As a follow up to my question earlier, can a player be forced to skip a turn when playing a four player game of Quoridor? The rules state that a pawn cannot jump over more than one pawn when moving, but this brings up an potential board state in which a player has no valid moves:

Demonstration of questionable game state

Suppose the turn order is Green, Red, Blue, then Yellow. Green started on the west edge, Red started on the north edge, Blue started on the east edge, and Yellow started at the south edge.

It is Blue's turn, and Yellow has already used all of its walls. Blue then traps all four pawns in the tight corridor by placing its final wall horizontally immediately south of it (noted here by the faded wall below Yellow and Blue). It is now Yellow's turn, but Yellow has no walls, nor does it seem that it has any valid moves. Furthermore, if Green and Red place walls on their next turns, Blue and Yellow are potentially trapped again.

What is the proper way to handle this circumstance?

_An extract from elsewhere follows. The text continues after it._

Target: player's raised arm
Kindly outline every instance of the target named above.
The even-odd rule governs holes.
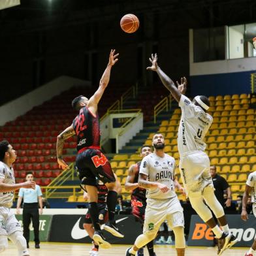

  • Ooh, good catch! Has this scenario actually come up for you? My guess is that it's rare enough that the game creators either didn't think of it or didn't bother writing a rule for it. I'd just add one of the following house rules: 1) Blue's move is illegal or 2) Yellow skips her turn. Aug 3, 2016 at 23:51
  • Thanks! There was something similar that happened the other day, all four pawns we packed into a corridor and it got me wondering how something like this ought to be handled. Regarding the house rules, there are also ways something like this could come up without walls needed to be placed, which would then imply restrictions on movement, too, something along the lines of "if pawn movement or wall placement prevents a player from having any valid moves, that action is illegal". That said, it'd be nice to find something more definitive :D
    – Robby
    Aug 4, 2016 at 16:47
  • Oh, this can actually chain multiple turns: A's move can become illegal because it leaves B with only one move that is illegal because it would leave C with no moves. At this point I'd scrap that house rule: it should never be that complicated just to figure out what's legal. So instead I vote for the skip-your-turn rule. Aug 4, 2016 at 17:27
  • @ikegami I know that e.g. chess calls it a draw when you can't move, but that seems really awkward in a 4 player game - the actions of 3 of the players can force the 4th into a draw?! (Imagine green was instead at R1C8 - it's not her fault the other three players are derping around in that dead end) Aug 4, 2016 at 17:29
  • @ikegami I agree that if it happened without prior agreements, as you write in your answer, among competitive people it'd be too late to choose a house rule and you'd have to take the most commonly accepted meta-rule: the game is a draw. But unlike in say chess or MtG where that meta-rule is also both officially in the rules and a reasonable way of resolving the situation, here it is neither, so it is definitely worthwhile to come up with a house rule. I'd even get the group to pick one on the spot if I was in a friendly group - no reason to terminate a perfectly fine game. Aug 4, 2016 at 18:32

2 Answers 2


I would call this game a draw because there are no legal moves available to Yellow. Choosing how to resolve this on the spot would be unfair.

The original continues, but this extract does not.